If the Lewiston shooting initially shook Skolfield’s confidence in running for sheriff, it steeled Merry’s resolve. He said he had always meant to leave the department in better shape than it had been when Sagadahoc voters first elected him sheriff in 2008. After winning three more terms in uncontested races, he says it has been “gut-wrenching” to lose the trust of some members of the community.
The only way forward, he said, is to show up every day and do the job well.
“I guess I feel that obligation that I have to make sure the public understands … we’re a good agency that cares about them and that is looking out for the best interest of all people,” he said. “This isn’t a retirement job for me. I am all in.”
Both Merry and Skolfield are campaigning on promises to improve day-to-day operations in small ways they say will be significant.
Skolfield said he has supported Merry in the past and campaigned on his behalf in 2008, but he said the sheriff has grown disconnected from the experiences of his deputies after being off the streets for two decades. He said Merry already should have done more to increase staffing in the department so that at least three deputies could be on patrol at all times – instead of two or sometimes even one. And he said upgrades to the department’s creaky office space and dozens of outdated policies are long overdue.
“These things should have been done. He shouldn’t get another four years to get them done,” said Skolfield, who claims he has the “overwhelming support” of the department.
Merry said he could not be an effective leader if he did not have the support of the rank and file, but he believes he does. He countered Skolfield’s contention by saying that the connections he has built over many years with other law enforcement agencies and community partners – like the nonprofit mental health provider Sweetser – will be vital to the department’s ability to combat growing drug and mental health crises.
He said he can’t be blamed for the department’s limited staff.
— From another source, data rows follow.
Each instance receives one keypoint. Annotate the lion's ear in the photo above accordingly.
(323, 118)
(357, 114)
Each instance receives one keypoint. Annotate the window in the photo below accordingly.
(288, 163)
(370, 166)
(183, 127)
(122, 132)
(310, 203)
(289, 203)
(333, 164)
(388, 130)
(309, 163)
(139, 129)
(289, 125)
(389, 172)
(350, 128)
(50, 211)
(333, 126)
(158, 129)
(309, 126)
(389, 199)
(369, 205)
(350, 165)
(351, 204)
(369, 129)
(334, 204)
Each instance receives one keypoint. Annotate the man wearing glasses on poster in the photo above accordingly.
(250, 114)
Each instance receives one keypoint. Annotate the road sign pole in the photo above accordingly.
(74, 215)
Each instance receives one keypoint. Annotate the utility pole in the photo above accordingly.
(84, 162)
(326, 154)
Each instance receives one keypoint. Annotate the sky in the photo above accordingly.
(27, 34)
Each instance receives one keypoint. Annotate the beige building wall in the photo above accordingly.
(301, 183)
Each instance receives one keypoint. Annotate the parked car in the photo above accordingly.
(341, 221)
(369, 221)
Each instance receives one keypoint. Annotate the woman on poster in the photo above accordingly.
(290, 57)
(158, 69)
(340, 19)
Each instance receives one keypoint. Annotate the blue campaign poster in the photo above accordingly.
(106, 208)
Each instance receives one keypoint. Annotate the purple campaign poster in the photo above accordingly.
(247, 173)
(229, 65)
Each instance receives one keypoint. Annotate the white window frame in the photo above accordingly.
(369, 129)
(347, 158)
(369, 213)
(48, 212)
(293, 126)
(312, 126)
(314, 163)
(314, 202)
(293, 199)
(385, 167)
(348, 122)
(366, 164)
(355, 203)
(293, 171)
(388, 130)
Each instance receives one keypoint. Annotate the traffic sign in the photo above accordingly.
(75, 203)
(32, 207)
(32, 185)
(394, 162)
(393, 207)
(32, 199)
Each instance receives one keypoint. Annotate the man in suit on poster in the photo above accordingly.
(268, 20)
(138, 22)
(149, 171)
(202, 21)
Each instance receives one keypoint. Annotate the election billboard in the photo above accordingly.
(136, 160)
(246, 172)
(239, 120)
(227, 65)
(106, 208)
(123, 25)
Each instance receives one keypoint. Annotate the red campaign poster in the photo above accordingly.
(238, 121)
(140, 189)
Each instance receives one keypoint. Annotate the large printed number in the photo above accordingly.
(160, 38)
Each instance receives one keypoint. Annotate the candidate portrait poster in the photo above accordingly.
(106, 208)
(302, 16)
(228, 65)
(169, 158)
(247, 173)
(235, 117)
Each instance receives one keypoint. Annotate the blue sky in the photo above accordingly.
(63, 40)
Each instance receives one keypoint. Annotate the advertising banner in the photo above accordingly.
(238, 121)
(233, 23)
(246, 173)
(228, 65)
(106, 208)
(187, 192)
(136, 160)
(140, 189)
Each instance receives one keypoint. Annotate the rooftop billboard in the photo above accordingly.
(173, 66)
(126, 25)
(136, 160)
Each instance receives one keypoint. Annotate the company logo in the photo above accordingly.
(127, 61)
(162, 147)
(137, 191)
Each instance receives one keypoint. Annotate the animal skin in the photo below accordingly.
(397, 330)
He’s never turned down an offer for more help, he said, and he continues to ask for new positions from the county commissioners who hold Sagadahoc’s purse strings.
Merry acknowledged that several departmental policies are past due to be updated, and he said that work is a key step in his longtime goal of getting the department accredited by the Maine Chiefs of Police Association. That distinction would certify that the department aligns with modern industry standards.
But he said it’s been hard to stay on top of this and other long-term goals because of all the time and energy he and others in the department have spent dissecting the Card case in recent months.
Both men say running against someone they work with every day can be awkward, especially as members of the department have been leaning on one another so much for support ever since the mass shooting.
Ultimately, of course, the voters will decide. Both candidates are hoping those voters will see them as men who have worked for decades to try to protect their community – not as the ones who failed.
“If you’re going to make a political run, you don’t have a choice,” Skolfield said. “You can’t hide from it.”